Guantanamo, il simbolo
Tyler evocava una delle parole chiave della propaganda jihadista degli ultimi vent'anni: Guantanamo. Le altre sono Camp Bucca e Abu Ghraib. Tutte carceri teatro di abusi che hanno alimentato generazioni di terroristi. E non è un caso che sia proprio nella prigione di Camp Bucca che l'autoproclamato Califfo Abu Bakr al Baghdadi aveva trascorso anni in detenzione. Come non è un caso se parte del governo talebano è costituito da ex detenuti di Guantanamo, prigionieri che hanno oggi l'aura simbolica di essere sopravvissuti alla vergogna delle torture occidentali.

Il deserto di AI-Hol
Lo scorso giugno Fabrizio Carboni, direttore generale della Croce Rossa Internazionale per il Medio Oriente, ha visitato il Nord-Est della Siria, sia le prigioni che i campi profughi. Di ritorno dal suo viaggio aveva lanciato un allarme sulle condizioni di Al-Hol, undeserto di tende che si espande a perdita d'occhio, dove continuano a morire bambini, e le madri vengono separate dai figli quando raggiungono l'adolescenza: «Centinaia di bambini e ragazzi sono detenuti nelle carceri per adulti, bambini siriani, iracheni e di dozzine di altri Paesi. È il momento per gli Stati di agire in modo umano e responsabile». Molti dei ragazzi di cui parla Carboni sono stati prelevati dai campi profughi quando hanno raggiunto i dodici anni, separati forzatamente dalle madri, cento di loro vivono in un centro di riabilitazione chiuso a chiave. «I bisogni sono immensi - ha detto il direttore di Icrc - e il costo dell'inazione è alto». Il costo dell'inazione è aumentare il diffondersi del radicalismo, quando si era certi di aver estirpato il male, caduti i suoi bastioni. Una volta ancora, il grido d'allarme è rimasto inascoltato.
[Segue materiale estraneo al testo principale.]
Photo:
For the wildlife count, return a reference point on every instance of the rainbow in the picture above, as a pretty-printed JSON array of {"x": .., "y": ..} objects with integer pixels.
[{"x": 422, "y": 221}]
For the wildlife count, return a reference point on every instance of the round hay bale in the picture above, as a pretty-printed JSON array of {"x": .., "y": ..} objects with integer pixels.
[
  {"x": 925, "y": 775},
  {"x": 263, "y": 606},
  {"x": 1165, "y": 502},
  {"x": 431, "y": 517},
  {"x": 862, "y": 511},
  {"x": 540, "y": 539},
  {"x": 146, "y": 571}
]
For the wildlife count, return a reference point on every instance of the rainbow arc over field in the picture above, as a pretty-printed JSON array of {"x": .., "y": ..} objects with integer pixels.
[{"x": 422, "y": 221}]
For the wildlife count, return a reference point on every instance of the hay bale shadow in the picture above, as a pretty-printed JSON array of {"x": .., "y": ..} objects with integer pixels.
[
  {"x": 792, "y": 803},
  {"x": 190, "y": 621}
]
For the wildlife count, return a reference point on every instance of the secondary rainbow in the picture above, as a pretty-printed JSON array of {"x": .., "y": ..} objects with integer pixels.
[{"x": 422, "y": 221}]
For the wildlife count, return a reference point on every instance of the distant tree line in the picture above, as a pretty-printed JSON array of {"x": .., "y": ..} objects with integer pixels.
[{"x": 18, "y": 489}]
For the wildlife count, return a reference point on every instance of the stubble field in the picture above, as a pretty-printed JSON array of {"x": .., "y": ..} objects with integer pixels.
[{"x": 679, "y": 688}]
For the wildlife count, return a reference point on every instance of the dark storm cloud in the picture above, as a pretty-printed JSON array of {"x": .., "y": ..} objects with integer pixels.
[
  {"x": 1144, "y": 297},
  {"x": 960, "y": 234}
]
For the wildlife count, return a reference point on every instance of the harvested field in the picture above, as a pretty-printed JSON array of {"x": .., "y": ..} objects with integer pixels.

L'Isis è morto, viva l'Isis
Nel suo ultimo messaggio come leader dello Stato Islamico, nel settembre del 2019, Abu Bakr al-Baghdadi disse ai suoi seguaci di «fare del proprio meglio per salvare i fratelli e le sorelle dai muri che li imprigionano». Baghdadi veniva da lì, dalla detenzione a Camp Bucca. In cella aveva consolidato il suo carisma sul gruppo e espanso il suo dominio. Oggi, tre giorni dopo l'assalto alla prigione di Hasaka, è chiaro che non siano evasi solo i prigionieri ma anche la portata simbolica che portano con loro, hanno resistito tra le mura di un carcere, sono stati salvati dai combattenti, e sono pronti a combattere ancora, contro gli infedeli che credevano di aver sconfitto il progetto del Califfato. Pronti, coi loro corpi liberati, a mostrare che l'Isis è morto, viva l'Isis.